Assessment of significant procedures in multigene molecular detection for breast cancer in clinical laboratories: from variant detection to targeted therapy.

Zhang R1,2, Gao P3,4,5, Ding J3,4,5, Li Z3,4,5, Li J6,7,8.

Author information

1: National Center for Clinical Laboratories, Beijing Hospital, National Center of Gerontology, Beijing, People's Republic of China. ruizhang@nccl.org.cn.
2: Beijing Engineering Research Center of Laboratory Medicine, Beijing Hospital, Beijing, People's Republic of China. ruizhang@nccl.org.cn.
3: National Center for Clinical Laboratories, Beijing Hospital, National Center of Gerontology, Beijing, People's Republic of China.
4: Graduate School, Peking Union Medical College, Chinese Academy of Medical Sciences, Beijing, People's Republic of China.
5: Beijing Engineering Research Center of Laboratory Medicine, Beijing Hospital, Beijing, People's Republic of China.
6: National Center for Clinical Laboratories, Beijing Hospital, National Center of Gerontology, Beijing, People's Republic of China. jmli@nccl.org.cn.
7: Graduate School, Peking Union Medical College, Chinese Academy of Medical Sciences, Beijing, People's Republic of China. jmli@nccl.org.cn.
8: Beijing Engineering Research Center of Laboratory Medicine, Beijing Hospital, Beijing, People's Republic of China. jmli@nccl.org.cn.

Abstract

BACKGROUND:

In recent years, numerous novel targeted drugs against breast cancer have been developed because of the rapid progress in multigene molecular testing based on next-generation sequencing (NGS). However, it is a great challenge for clinicians to update the drug information timely, therefore necessitating that clinical laboratories provide adequate and comprehensive targeted drugs information to clinicians as a reference. The premise of providing this information is the accuracy of variant detection.
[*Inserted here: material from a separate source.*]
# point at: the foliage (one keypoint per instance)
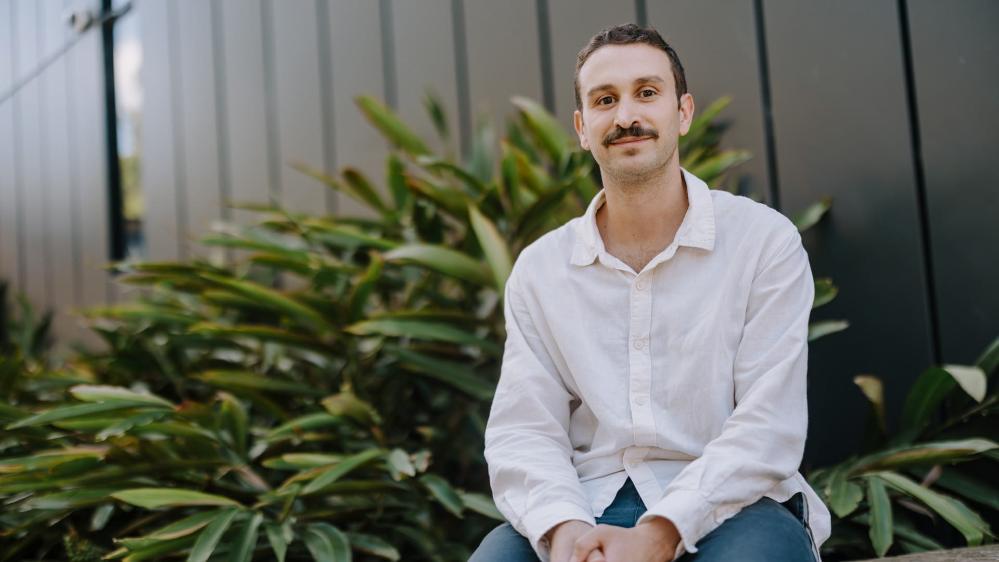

Our study aimed to assess the entire process of variant detection, interpretation, and targeted therapy.

METHODS:

Laboratories were instructed to use routine methods for variant detection. The results were evaluated based on a predefined score system, and differences in variant interpretation were analyzed. Targeted drug information provided by laboratories was also summarized, and its accuracy and sufficiency were assessed.

RESULTS:

Overall, 90.1% (82/91) of the laboratories produced accurate results. 78.9% (15/19) of the errors were false positives or false negatives. Incorrect and insufficient drug information was mainly provided due to failure in timely database updating, inconsistencies with the detected mutations or given clinical information, and negligence during phase I clinical trials. To prioritize providing targeted drug information, laboratories collected data were based on different factors, including variant clinical significance, allele frequency, and variant positions in the signal pathway.

CONCLUSION:

The variant detection capability was satisfactory, but the ability to provide accuracy and comprehensive targeted drug information should be urgently improved. Our study summarized a completed NGS-based multigene molecular detection pipeline, aiming to better inform precision treatment for breast cancer patients.